Responding to the caning of an unmarried couple in the Indonesian province of Aceh for kissing and livestreaming it on social media, Amnesty International’s Co-Regional Director Montse Ferrer said:
“Today’s public caning of a young man and woman simply for kissing is a horrifying act of discrimination, and a grim reminder of the enduring human rights violations permitted under the Islamic Criminal Code in Indonesia’s Aceh province.
“The punishment shows how authorities are expanding their use of Sharia law to target peaceful expression online, as well as offline. Sharia police in Aceh appear to be intensifying digital monitoring efforts as they seek to punish acts deemed to violate Sharia law, including public displays of intimacy outside marriage.
“Caning is an inherently cruel, inhuman, and degrading punishment that frequently crosses the threshold into torture. Indonesia’s authorities must end the criminalization of consensual intimacy and repeal all discriminatory bylaws that permit corporal punishment.
“Indonesia, as a member of the UN Human Rights Council and a state party to the Convention Against Torture, must align its laws – including in Aceh – with its constitutional commitments to equality and non-discrimination. Corporal punishment has no place in a just and humane society.”
Background
An unmarried couple, aged 22 and 25, were publicly caned 21 times each in Banda Aceh, the capital of Aceh province, on July 2. They were arrested in March after livestreaming themselves kissing in a car on TikTok.
Aceh remains the only province in Indonesia that enforces the Islamic Criminal Code (Qanun Jinayat), which criminalizes consensual extramarital and same-sex relations and prescribes punishments including public caning.

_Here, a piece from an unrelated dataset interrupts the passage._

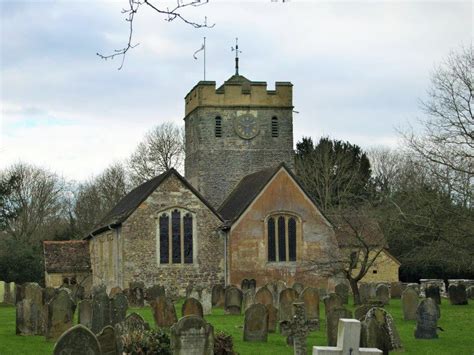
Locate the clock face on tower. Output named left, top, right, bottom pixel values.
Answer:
left=234, top=113, right=260, bottom=139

Under international human rights law, all forms of corporal punishment are prohibited as they constitute torture or other cruel, inhuman or degrading punishment. The prohibition of torture has jus cogens status in international law, which means it is of such profound importance that it is universally binding on all states.
The UN Human Rights Committee and other expert human rights bodies have raised concerns about laws criminalizing ‘adultery’ or other consensual sexual relations outside marriage because they violate the right to privacy.